Monbiot has a terminal case of liberal self-loathing. Happily he does all of my self-loathing so that I don’t have to.
He’s an elitist self-loathing hypocrite but there’s nothing liberal about Monbiot.
“…there’s nothing liberal about Monbiot.”
The very idea of liberalism seems to offend him. Disgust him, even. (By “liberalism” I mean actual *classical* liberalism, the favouring of individualism, freedom, etc, not the leftist perversion of the term.) Monbiot described his eco-evangelism as “a campaign not for abundance but for austerity… a campaign not for more freedom but for less… a campaign not just against other people, but against ourselves.”
Make of that what you will. To me, that smells like psychodrama.
“Make of that what you will. To me, that smells like psychodrama.”
It smells to me like the battle anthem for the Daleks’ invasion of Earth.
David, I very much like your analysis of the relationship between advertising and desire. Ads help us to know what we want, or at least to give our desire form. The product being advertised may not be quite what we want (as if our desire did come down to any particular thing), but for lack of a better option, it must do. Pseudo-ascetics like Monbiot may be scandalized by this gap; they assume the ideal object of our desires must conform to their sense of the good, although they fail to make a case that competes with a chocolate bar, a video game, a holiday etc. — and they are angered by their impotence. Or perhaps they are horrified by the desire itself, in that it is an expression of individuality (even when — or most when — it is satisfied by commodities available to all), and it often serves no purpose but playfulness.
AC1,
“Mobile phone! I thought before I had one, why do I need that? Now I get separation anxiety.”
I was thinking that, or cars, having spent 10 adult years tethered to public transport. But that’s possession, not advertising, and hence not applicable.
Horace,
“Indeed, but I think George probably should have said that advertising creates “wants” rather than “needs”
My point was that advertising highlights a means or method of satisfying a pre-existing need/want.
clazy,
“…but for lack of a better option, it must do.”
I wouldn’t be so negative here. Good enough now is ofter preferable to perfect later.
Mopping up finished.
Given that advertisements give you knowledge of products, what’s the difference, from a moral perspective, of banning you from information about a product, and banning you from owning the product itself?

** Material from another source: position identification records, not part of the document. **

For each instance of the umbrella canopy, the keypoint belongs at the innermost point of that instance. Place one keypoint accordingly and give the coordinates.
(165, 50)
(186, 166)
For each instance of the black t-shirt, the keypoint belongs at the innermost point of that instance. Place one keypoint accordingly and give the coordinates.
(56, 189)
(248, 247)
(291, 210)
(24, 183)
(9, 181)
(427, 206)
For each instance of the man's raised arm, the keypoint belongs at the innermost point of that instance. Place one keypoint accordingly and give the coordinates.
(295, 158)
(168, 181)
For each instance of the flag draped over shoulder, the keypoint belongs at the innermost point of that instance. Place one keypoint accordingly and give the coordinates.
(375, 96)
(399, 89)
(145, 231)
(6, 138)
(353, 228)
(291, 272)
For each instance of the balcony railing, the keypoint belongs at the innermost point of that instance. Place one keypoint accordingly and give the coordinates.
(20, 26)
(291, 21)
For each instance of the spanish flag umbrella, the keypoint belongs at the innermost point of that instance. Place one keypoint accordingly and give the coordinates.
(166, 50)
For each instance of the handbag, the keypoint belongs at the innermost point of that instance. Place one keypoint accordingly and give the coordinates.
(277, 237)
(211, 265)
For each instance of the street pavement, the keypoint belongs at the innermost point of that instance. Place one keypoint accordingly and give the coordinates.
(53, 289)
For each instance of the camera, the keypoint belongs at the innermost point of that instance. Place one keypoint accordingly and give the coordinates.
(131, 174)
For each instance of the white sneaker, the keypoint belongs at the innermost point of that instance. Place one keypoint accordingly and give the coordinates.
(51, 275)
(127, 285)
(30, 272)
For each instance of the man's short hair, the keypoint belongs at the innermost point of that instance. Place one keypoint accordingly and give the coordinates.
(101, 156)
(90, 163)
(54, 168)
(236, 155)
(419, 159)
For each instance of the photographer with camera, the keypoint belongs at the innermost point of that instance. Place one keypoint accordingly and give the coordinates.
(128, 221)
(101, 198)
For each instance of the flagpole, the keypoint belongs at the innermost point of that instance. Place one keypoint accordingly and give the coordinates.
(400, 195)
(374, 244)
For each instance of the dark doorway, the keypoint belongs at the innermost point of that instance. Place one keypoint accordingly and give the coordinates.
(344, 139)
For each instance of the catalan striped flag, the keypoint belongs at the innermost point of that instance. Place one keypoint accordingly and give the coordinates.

Monbiot is sui generis, but only inasmuch as he is an extreme outlier on that ghastly strain of modern excrescences: the Trendy Vicar with jackboots underneath his cassock. He’d have been right at home in the Deutsche Evangelische Kirche during the 30’s (foes of the Nazis more from a turf-war perspective rather than any overriding ideological antagonism).
“Monbiot is sui generis…”
What’s remarkable is how commonplace Monbiot’s line in hyperbole is. Yes, he sounds unhinged with his blather about “the blackened waste of consumer frenzy,” etc; but quite a few of his Guardian colleagues make very similar noises. The anhedonic hypocrite Oliver James springs to mind. Or Madeleine Bunting, who frets about “hyper-frantic consumerism” and “our preoccupation with things; our ever more desperate dependence on stimulants from alcohol to porn.”

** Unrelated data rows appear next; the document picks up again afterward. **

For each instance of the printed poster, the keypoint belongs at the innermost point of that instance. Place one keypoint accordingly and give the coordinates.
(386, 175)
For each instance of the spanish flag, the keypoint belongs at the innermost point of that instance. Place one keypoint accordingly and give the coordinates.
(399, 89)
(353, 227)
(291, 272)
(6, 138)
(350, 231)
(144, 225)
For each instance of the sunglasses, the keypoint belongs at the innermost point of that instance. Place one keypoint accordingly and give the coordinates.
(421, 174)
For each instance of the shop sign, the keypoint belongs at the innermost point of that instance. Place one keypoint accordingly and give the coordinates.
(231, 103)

It’s hard to gauge extremism in such company.
Bunting and James are crashingly monomaniacal (and strike one as highly unpleasant to boot), but for utter, unalloyed hair-shirted Tartuffery, old Georges is the cynosure, the Moonbat di tutti Moonbatti. At least with the former I feel there might be some last crevice of sense into which one could hammer a piton on which to hang a rational counter-argument, but the edifice of Monbiot’s lunacy rises vast and sheer, entirely unblemished by reason.
An excellent piece. Thanks very much for this.